Continuous process improvement is the key to staying ahead of the competition. By following a proven methodology such as Lean Six Sigma, your company can achieve greater efficiency and quality – and thereby gain the edge it needs to keep costs low and customer satisfaction high. If you need to improve quickly and often, Lean Six Sigma is a solid, proven way to get there.

However, this methodology won’t yield results on its own. How you organize and run project teams as a company can have as much effect on speed of delivery as the teams themselves. Four key ingredients – data access, resources, prioritization and approval structure – can mean the difference between getting there before your competitor and falling behind in the marketplace.

1. Quick and Detailed Data Access

Lean Six Sigma is a data-driven methodology, and you’ll hear many practitioners echo the adage: “You cannot improve what you cannot measure.” Having access to usable data is key for identifying problems and measuring the impact of a team’s changes. If your company hasn’t started measuring and recording every part of the process, that’s the first step. But even if your company is a master at recording data, that doesn’t mean you’re in the clear. Getting access to more than just a summarized report, to the specific details underlying a process, needs to be achievable quickly.

Teams can’t do much with a basic report showing just the average result. Measures of variation are essential to reducing defects, and averages hide this information. If your project teams find themselves waiting days or even weeks for data experts to export detailed data from enterprise data warehouses, you’re causing enormous delays at every step. An efficient project team needs to be able to see the results of their experimental changes as quickly as possible. There are many ways to improve your company’s situation when it comes to data. Ideally you would improve the way data is captured and stored so that most teams are able to pull the detailed data they need themselves. But in the end, if you refuse to spend money on improving data access, you’re wasting a lot more time and money than you realize.

2. Full-time Resources

You want to achieve great things with your process improvements. You spent time training your teams to use Lean Six Sigma tools to solve all types of problems. And you know that you need people with first-hand knowledge of the process on your teams. There’s so much your teams could accomplish!
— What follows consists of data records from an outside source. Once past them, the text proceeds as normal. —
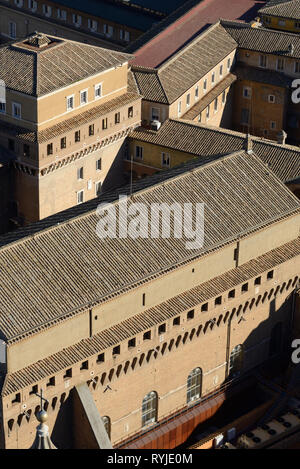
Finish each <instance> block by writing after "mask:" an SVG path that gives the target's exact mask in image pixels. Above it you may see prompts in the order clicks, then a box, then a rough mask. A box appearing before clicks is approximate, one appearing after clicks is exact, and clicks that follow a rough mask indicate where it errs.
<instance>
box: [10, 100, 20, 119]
mask: <svg viewBox="0 0 300 469" xmlns="http://www.w3.org/2000/svg"><path fill="white" fill-rule="evenodd" d="M11 106H12V116H13V117H14V118H15V119H22V105H21V104H20V103H15V102H13V103H12V104H11ZM15 109H18V110H19V113H18V114H19V115H17V114H15V112H14V111H15Z"/></svg>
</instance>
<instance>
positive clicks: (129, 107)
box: [128, 106, 133, 119]
mask: <svg viewBox="0 0 300 469" xmlns="http://www.w3.org/2000/svg"><path fill="white" fill-rule="evenodd" d="M131 117H133V107H132V106H130V107H129V108H128V118H129V119H130V118H131Z"/></svg>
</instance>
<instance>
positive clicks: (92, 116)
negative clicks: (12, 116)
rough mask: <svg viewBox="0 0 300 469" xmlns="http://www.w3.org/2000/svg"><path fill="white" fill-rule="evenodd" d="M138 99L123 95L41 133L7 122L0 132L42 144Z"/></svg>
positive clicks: (127, 93)
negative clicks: (15, 125) (14, 124)
mask: <svg viewBox="0 0 300 469" xmlns="http://www.w3.org/2000/svg"><path fill="white" fill-rule="evenodd" d="M138 99H140V95H139V94H138V93H137V92H136V93H124V94H122V95H120V96H118V97H117V98H114V99H111V100H110V101H108V102H106V103H104V104H100V105H99V106H95V107H93V108H92V109H90V110H88V111H85V112H82V113H81V114H79V115H77V116H75V117H72V118H70V119H66V120H64V121H63V122H61V123H59V124H55V125H53V126H52V127H49V128H47V129H45V130H41V131H36V132H33V131H32V132H31V131H29V130H28V129H25V128H22V127H18V126H15V125H13V124H9V123H7V122H1V131H4V132H5V133H6V134H9V135H11V136H14V137H17V138H19V139H21V140H27V141H28V142H31V143H44V142H46V141H49V140H51V139H53V138H56V137H58V136H59V135H62V134H63V133H65V132H69V131H71V130H74V129H77V128H78V127H80V126H81V125H83V124H88V123H90V122H91V121H93V119H97V118H100V117H101V116H104V115H105V114H107V113H109V112H112V111H114V110H117V109H119V108H121V107H122V106H126V105H127V104H130V103H132V102H133V101H135V100H138Z"/></svg>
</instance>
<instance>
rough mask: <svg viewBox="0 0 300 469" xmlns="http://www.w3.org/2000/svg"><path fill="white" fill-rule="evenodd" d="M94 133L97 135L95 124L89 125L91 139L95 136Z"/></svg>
mask: <svg viewBox="0 0 300 469" xmlns="http://www.w3.org/2000/svg"><path fill="white" fill-rule="evenodd" d="M94 133H95V126H94V124H91V125H89V137H91V136H92V135H94Z"/></svg>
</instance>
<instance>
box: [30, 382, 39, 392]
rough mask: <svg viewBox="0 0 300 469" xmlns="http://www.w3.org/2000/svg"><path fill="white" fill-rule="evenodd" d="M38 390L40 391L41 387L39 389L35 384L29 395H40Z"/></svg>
mask: <svg viewBox="0 0 300 469" xmlns="http://www.w3.org/2000/svg"><path fill="white" fill-rule="evenodd" d="M38 390H39V387H38V385H37V384H35V385H34V386H32V388H31V391H30V393H29V395H31V394H37V393H38Z"/></svg>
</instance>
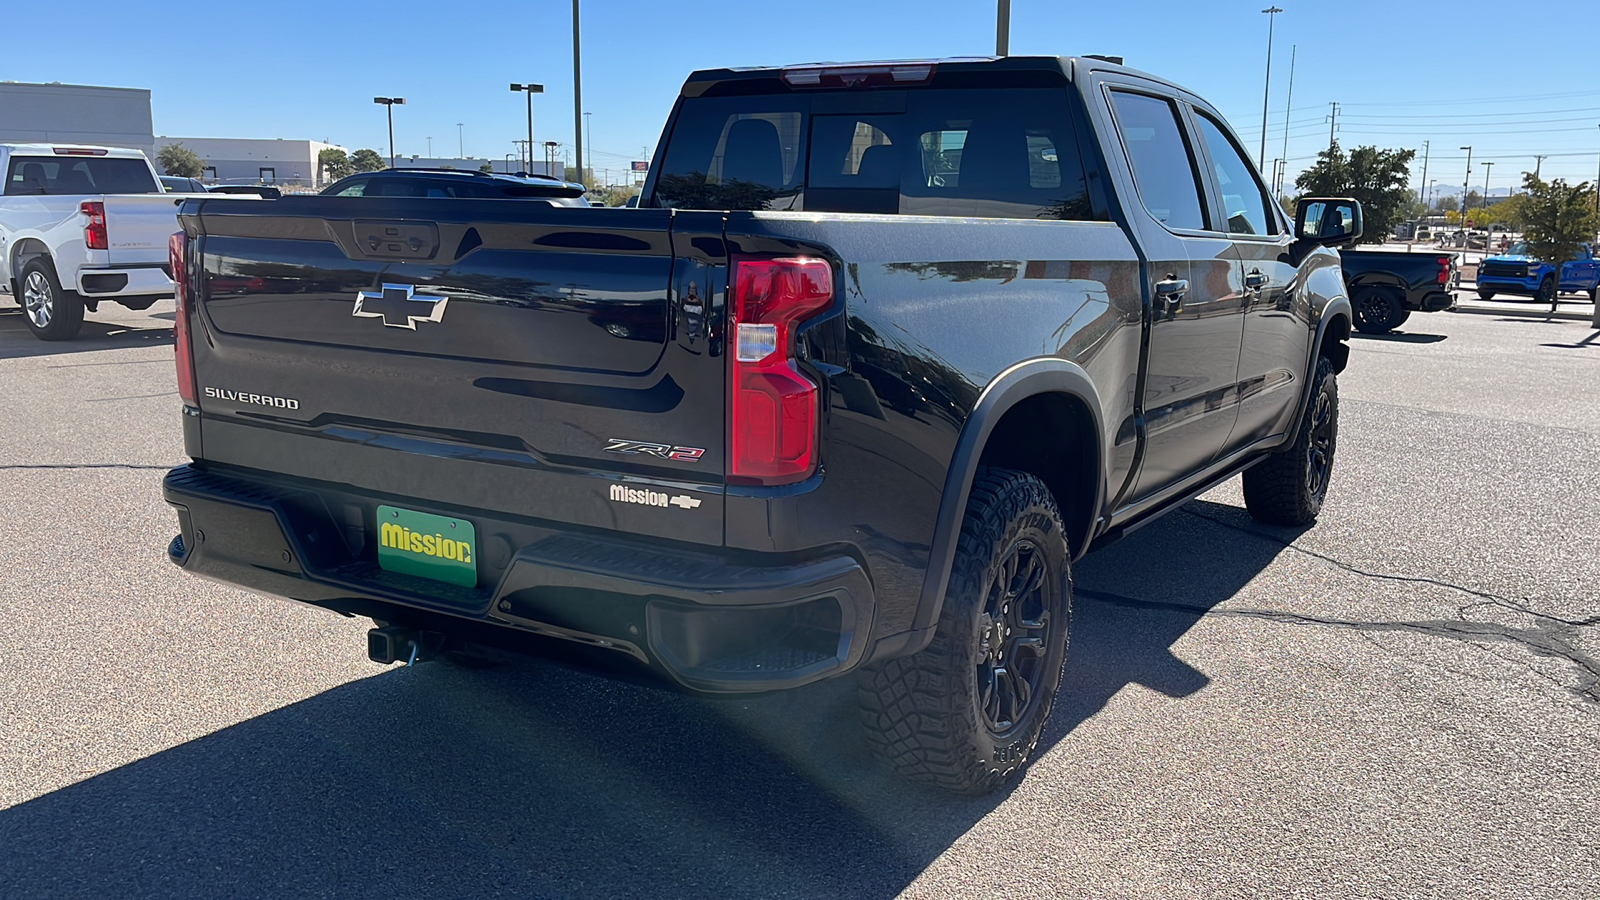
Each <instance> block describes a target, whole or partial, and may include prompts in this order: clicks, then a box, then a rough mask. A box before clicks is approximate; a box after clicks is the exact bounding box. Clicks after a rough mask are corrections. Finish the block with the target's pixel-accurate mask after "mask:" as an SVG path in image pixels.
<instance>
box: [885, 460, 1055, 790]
mask: <svg viewBox="0 0 1600 900" xmlns="http://www.w3.org/2000/svg"><path fill="white" fill-rule="evenodd" d="M1070 612H1072V573H1070V562H1069V557H1067V538H1066V533H1064V528H1062V524H1061V512H1059V511H1058V509H1056V501H1054V498H1053V496H1051V495H1050V488H1046V487H1045V484H1043V482H1040V480H1038V479H1037V477H1034V476H1030V474H1026V472H1016V471H1011V469H992V468H982V469H979V471H978V477H976V479H974V480H973V492H971V498H970V500H968V503H966V514H965V516H963V519H962V536H960V543H958V544H957V551H955V564H954V567H952V570H950V586H949V591H947V593H946V599H944V609H942V610H941V613H939V623H938V629H936V633H934V636H933V642H931V644H930V645H928V647H926V649H925V650H922V652H920V653H915V655H912V657H907V658H902V660H890V661H886V663H878V665H874V666H869V668H866V669H864V671H862V673H861V676H859V679H858V698H859V703H861V714H862V721H864V724H866V730H867V740H869V743H872V745H874V749H877V753H878V754H880V756H883V757H885V759H888V762H890V764H891V765H893V767H894V769H896V770H898V772H899V773H901V775H902V777H906V778H910V780H915V781H925V783H931V785H938V786H941V788H946V790H950V791H958V793H963V794H986V793H989V791H994V790H995V788H1000V786H1002V785H1005V783H1006V781H1010V780H1011V778H1013V777H1018V775H1019V773H1021V770H1022V765H1024V764H1026V762H1027V759H1029V754H1032V751H1034V748H1035V745H1038V735H1040V733H1042V732H1043V729H1045V719H1048V717H1050V708H1051V705H1053V703H1054V698H1056V690H1058V689H1059V687H1061V668H1062V663H1064V661H1066V655H1067V631H1069V617H1070Z"/></svg>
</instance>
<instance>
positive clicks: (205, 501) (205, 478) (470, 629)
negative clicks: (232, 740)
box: [163, 466, 874, 692]
mask: <svg viewBox="0 0 1600 900" xmlns="http://www.w3.org/2000/svg"><path fill="white" fill-rule="evenodd" d="M163 493H165V498H166V501H168V503H171V504H173V506H174V508H176V509H178V519H179V530H181V533H179V536H176V538H173V541H171V544H170V546H168V556H170V559H171V560H173V562H174V564H176V565H179V567H182V569H184V570H186V572H190V573H195V575H202V577H206V578H213V580H219V581H226V583H230V585H238V586H243V588H250V589H254V591H262V593H269V594H277V596H282V597H288V599H294V601H301V602H306V604H312V605H318V607H323V609H330V610H334V612H341V613H347V615H363V617H373V618H378V620H384V621H389V623H402V625H416V626H426V628H429V629H435V631H443V633H446V634H454V636H459V637H464V639H478V636H483V634H493V636H494V639H496V642H502V644H504V642H514V641H515V639H518V637H526V639H530V641H528V644H536V641H533V639H538V637H554V639H560V641H570V642H576V644H584V645H589V647H598V649H605V650H614V652H619V653H626V655H627V657H632V658H634V660H637V661H638V663H645V665H646V666H651V668H654V669H658V671H661V673H664V674H666V676H669V677H672V679H675V681H677V682H680V684H683V685H685V687H690V689H696V690H707V692H755V690H776V689H786V687H798V685H802V684H808V682H813V681H821V679H824V677H832V676H837V674H842V673H845V671H850V669H853V668H854V666H856V665H859V663H861V661H862V658H864V652H866V649H867V647H869V645H870V641H869V636H870V633H872V620H874V593H872V583H870V580H869V578H867V573H866V570H864V569H862V565H861V562H859V560H858V559H856V557H854V556H851V554H846V552H843V551H842V549H840V551H826V549H824V551H818V552H814V554H800V556H797V554H782V556H765V554H736V556H734V554H722V552H706V549H704V548H698V546H696V548H690V546H670V544H664V543H659V541H640V540H632V538H621V536H616V535H595V533H576V532H560V530H550V528H544V527H539V525H536V524H533V522H523V520H510V519H496V517H493V516H482V514H477V512H470V511H454V509H432V511H435V512H443V514H450V516H458V517H466V519H470V520H472V522H474V524H475V527H477V533H478V535H482V538H480V548H478V556H480V559H482V560H480V567H478V583H477V585H475V586H472V588H462V586H456V585H446V583H442V581H429V580H424V578H414V577H408V575H400V573H394V572H386V570H382V569H379V565H378V560H376V548H374V541H373V540H371V538H370V533H371V530H373V519H371V516H370V506H371V504H376V503H378V501H379V500H376V498H371V500H363V498H355V496H352V495H346V493H341V492H336V490H323V488H318V487H315V485H298V484H296V485H291V484H285V482H274V480H266V479H256V477H251V476H245V474H222V472H213V471H200V469H195V468H192V466H182V468H178V469H173V471H171V472H168V476H166V479H165V482H163ZM386 501H387V500H386ZM411 506H418V508H421V509H427V506H426V504H411Z"/></svg>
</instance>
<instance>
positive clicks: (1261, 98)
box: [1256, 6, 1283, 170]
mask: <svg viewBox="0 0 1600 900" xmlns="http://www.w3.org/2000/svg"><path fill="white" fill-rule="evenodd" d="M1282 11H1283V10H1278V8H1277V6H1267V8H1266V10H1262V13H1264V14H1266V16H1267V80H1266V83H1264V85H1262V86H1261V154H1259V155H1258V157H1256V170H1262V168H1267V98H1270V96H1272V24H1274V22H1277V21H1278V13H1282Z"/></svg>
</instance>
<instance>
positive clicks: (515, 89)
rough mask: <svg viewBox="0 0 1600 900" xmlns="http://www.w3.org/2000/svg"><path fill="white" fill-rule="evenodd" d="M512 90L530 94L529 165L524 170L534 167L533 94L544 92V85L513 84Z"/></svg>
mask: <svg viewBox="0 0 1600 900" xmlns="http://www.w3.org/2000/svg"><path fill="white" fill-rule="evenodd" d="M510 90H514V91H523V93H526V94H528V165H526V168H523V171H528V170H530V168H533V94H542V93H544V85H515V83H514V85H512V86H510Z"/></svg>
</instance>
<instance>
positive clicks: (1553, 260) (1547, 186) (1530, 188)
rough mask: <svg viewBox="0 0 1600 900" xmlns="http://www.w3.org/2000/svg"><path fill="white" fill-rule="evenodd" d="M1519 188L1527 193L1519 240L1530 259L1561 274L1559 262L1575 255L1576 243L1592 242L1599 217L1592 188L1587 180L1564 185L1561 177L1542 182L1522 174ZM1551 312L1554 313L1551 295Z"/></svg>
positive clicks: (1574, 255)
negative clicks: (1540, 263) (1522, 221)
mask: <svg viewBox="0 0 1600 900" xmlns="http://www.w3.org/2000/svg"><path fill="white" fill-rule="evenodd" d="M1522 186H1523V191H1525V192H1526V199H1525V200H1523V232H1522V237H1523V240H1526V242H1528V250H1530V251H1531V253H1533V256H1538V258H1539V259H1544V261H1546V263H1550V264H1552V266H1555V267H1557V271H1560V266H1562V263H1565V261H1568V259H1573V258H1576V256H1578V245H1579V243H1587V242H1590V240H1594V239H1595V227H1597V226H1600V218H1597V216H1595V194H1594V187H1592V186H1590V184H1589V183H1587V181H1584V183H1581V184H1566V183H1565V181H1562V179H1560V178H1557V179H1554V181H1541V179H1539V178H1534V176H1533V175H1523V176H1522ZM1550 312H1555V296H1554V295H1552V296H1550Z"/></svg>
So much for them to work on! In the excitement of it all, you keep asking them to look at more areas and more issues – expanding their project load.

When is the last time you tried to multitask on an important assignment? Wasn’t easy, was it? Dividing the attention of team members, aside from making the process complex and stressful on them, slows the rate at which tasks can be completed on all projects. At best, you’re adding complexity to your process, and at worst you’ve delayed implementation on every solution the teams produce. You may not get every team member’s full-time attention on the project, but do your best to get as close to that as possible. Check for bottlenecks on your team’s work itself. If people are splitting their work time between multiple projects, they may be delaying them both. Get your teams to focus on one thing, and then encourage them to press their own expectations of how quickly they can complete something when they have singular focus.

3. Prioritization and Focus

The more you work on at once, the less you will accomplish. Wide scopes and long project lists give stakeholders the feeling that a lot will be solved, but in reality, a lack of focus will cause less to be done – or certainly done well. Rank order your proposed projects, look at your resources, and assess realistically how many projects you can do at once without stretching company resources too thin. Make sure your projects align with your company’s goals and strategic direction. If you were to complete the projects on your list, would that move you significantly toward achieving company goals? Are any of your projects more pet projects or feel goods instead of strategically necessary?

Concentration can mean the difference between getting it done this month and getting it done in a year. Which path hits your bottom line first? Do you have the right types of resources to cover the workload the team has been given? Make sure you’re considering all resources before you decide on a team’s workload. You may have enough people to find solutions – but will you have enough people to implement their proposals? Don’t waste effort – focus it. Get a small number of the most impactful projects done quickly, rather than a large list floundering with too few resources to finish the work.

4. Streamlined Tollgate Approval

At certain steps in a project, a team will need to get approval to move forward. It’s important that this approval process is well organized and that the right people are involved. Make sure that the stakeholders reviewing each project are aligned with the company vision and strategic direction, have enough knowledge to identify missed components, and – most importantly – that all decisions makers are involved at one time. The worst processes are those where approval is given in steps, and feedback from a later group may contradict or negate approval from prior groups. Get your stakeholders together at one time and hash it out. Don’t leave teams confused and floundering through a complicated approval process.

In the end, if your company is running Lean Six Sigma projects and finding themselves missing completion goals, with large numbers of projects straggling along, you may want to look to the basics of how you have structured your program. If you miss these items, your Lean Six Sigma program may struggle to keep up with competitors. Your teams need to be set up for success, with the data, resources, focus and processes they need to move through the Lean Six Sigma phases with speed and impact.